Optimizing Checkpoint-Restart Mechanisms for HPC with DMTCP in Containers at NERSC

Madan Timalsina,Lisa Gerhardt,Nicholas Tyler,Johannes P. Blaschke,William Arndt
2024-07-27
Abstract:This paper presents an in-depth examination of checkpoint-restart mechanisms in High-Performance Computing (HPC). It focuses on the use of Distributed MultiThreaded CheckPointing (DMTCP) in various computational settings, including both within and outside of containers. The study is grounded in real-world applications running on NERSC Perlmutter, a state-of-the-art supercomputing system. We discuss the advantages of checkpoint-restart (C/R) in managing complex and lengthy computations in HPC, highlighting its efficiency and reliability in such environments. The role of DMTCP in enhancing these workflows, especially in multi-threaded and distributed applications, is thoroughly explored. Additionally, the paper delves into the use of HPC containers, such as Shifter and Podman-HPC, which aid in the management of computational tasks, ensuring uniform performance across different environments. The methods, results, and potential future directions of this research, including its application in various scientific domains, are also covered, showcasing the critical advancements made in computational methodologies through this study.
Distributed, Parallel, and Cluster Computing,Software Engineering
What problem does this paper attempt to address?

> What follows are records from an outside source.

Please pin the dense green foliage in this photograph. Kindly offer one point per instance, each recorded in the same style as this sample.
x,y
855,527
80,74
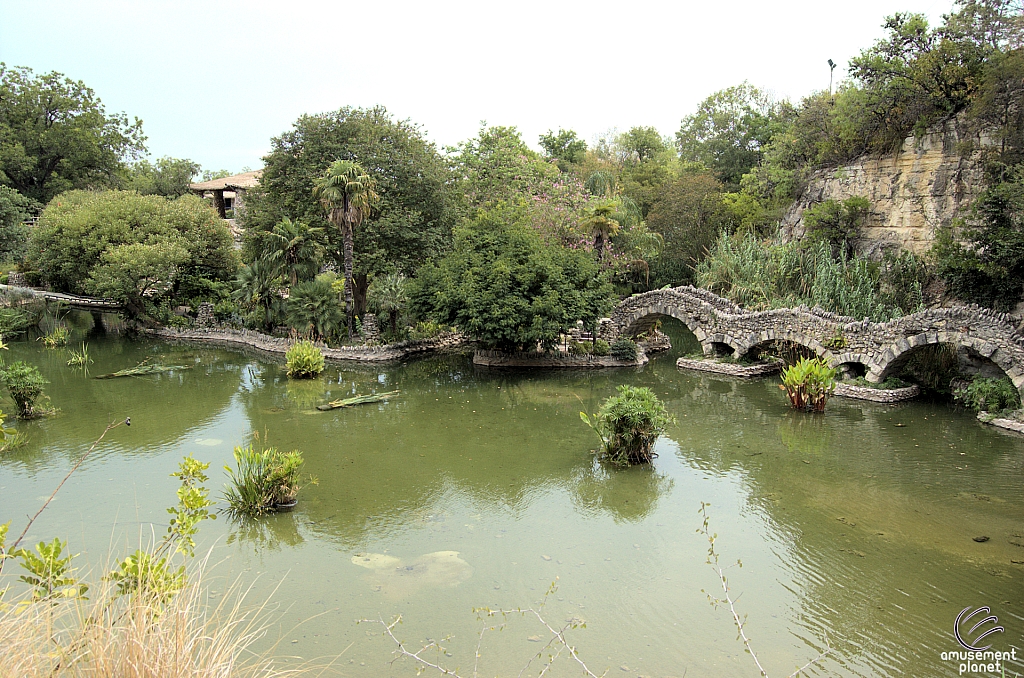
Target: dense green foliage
x,y
55,135
624,349
167,176
989,394
25,385
303,361
508,289
728,132
629,424
809,383
135,249
982,259
313,309
263,479
418,206
14,209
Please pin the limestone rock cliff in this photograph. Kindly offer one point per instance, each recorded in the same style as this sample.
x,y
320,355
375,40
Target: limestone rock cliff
x,y
926,184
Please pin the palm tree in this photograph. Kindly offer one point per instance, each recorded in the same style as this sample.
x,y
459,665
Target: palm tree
x,y
312,308
388,297
601,223
256,289
348,194
296,248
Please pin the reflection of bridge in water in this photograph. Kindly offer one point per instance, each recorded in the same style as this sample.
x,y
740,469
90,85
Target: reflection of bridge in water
x,y
71,300
872,349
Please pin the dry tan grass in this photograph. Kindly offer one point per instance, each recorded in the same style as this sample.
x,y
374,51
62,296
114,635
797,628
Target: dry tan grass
x,y
190,637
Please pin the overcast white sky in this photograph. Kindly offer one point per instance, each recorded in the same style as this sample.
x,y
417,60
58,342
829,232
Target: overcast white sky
x,y
213,81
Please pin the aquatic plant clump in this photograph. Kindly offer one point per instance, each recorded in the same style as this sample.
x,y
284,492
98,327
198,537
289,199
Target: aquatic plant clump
x,y
263,480
809,383
990,394
629,424
304,361
25,385
624,349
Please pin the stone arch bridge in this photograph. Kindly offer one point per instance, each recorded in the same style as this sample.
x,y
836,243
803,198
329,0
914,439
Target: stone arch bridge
x,y
872,349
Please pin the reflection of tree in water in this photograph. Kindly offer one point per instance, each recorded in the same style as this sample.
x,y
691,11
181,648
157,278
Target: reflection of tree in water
x,y
266,534
629,495
499,438
863,503
164,408
805,432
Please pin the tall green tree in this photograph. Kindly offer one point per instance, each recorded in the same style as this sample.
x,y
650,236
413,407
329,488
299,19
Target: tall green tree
x,y
420,202
167,176
55,135
728,132
507,288
601,223
348,194
296,248
497,165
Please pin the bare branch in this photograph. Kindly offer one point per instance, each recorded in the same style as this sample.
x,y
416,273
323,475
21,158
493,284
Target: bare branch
x,y
74,468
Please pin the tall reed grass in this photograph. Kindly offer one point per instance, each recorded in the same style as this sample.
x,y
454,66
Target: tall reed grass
x,y
762,274
109,636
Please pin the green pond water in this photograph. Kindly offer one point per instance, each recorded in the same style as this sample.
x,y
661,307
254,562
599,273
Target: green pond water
x,y
479,489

The paper aims to explore and optimize the Checkpoint-Restart (C/R) mechanism in High-Performance Computing (HPC) environments, with a focus on the effectiveness of using Distributed MultiThreaded CheckPointing (DMTCP) technology both inside and outside containers. Specifically, the core objectives of the paper include: 1. **Improving the efficiency and reliability of managing complex computational tasks**: By periodically saving the state of running processes and restoring these state points after interruptions, ensuring that computational tasks can continue without the resource waste caused by starting from scratch. 2. **Enhancing the flexibility and robustness of HPC workflows**: Utilizing DMTCP technology to improve job scheduling flexibility in multi-threaded and distributed applications, reduce restart times, and enhance the overall resilience of the system. 3. **Exploring the application of HPC containers (such as Shifter and Podman-HPC)**: Simplifying software dependency management through the use of HPC container technology, ensuring consistent performance across different environments, and supporting more efficient task migration and recovery operations. 4. **Evaluating the performance of DMTCP in different computing environments**: Testing single-threaded and multi-threaded Geant4 simulations on the NERSC Perlmutter supercomputer to assess the performance differences of DMTCP inside and outside containers and its actual impact on improving computational efficiency. 5. **Developing methods for automated management and submission of C/R tasks**: Designing an automated script system based on DMTCP and Slurm to automatically detect signals, trigger checkpoints, and requeue jobs, thereby achieving seamless task cycle management. Through the above research, the paper hopes to provide scientists in the HPC field with a more efficient, reliable, and user-friendly solution to better address the challenges of large-scale computational tasks.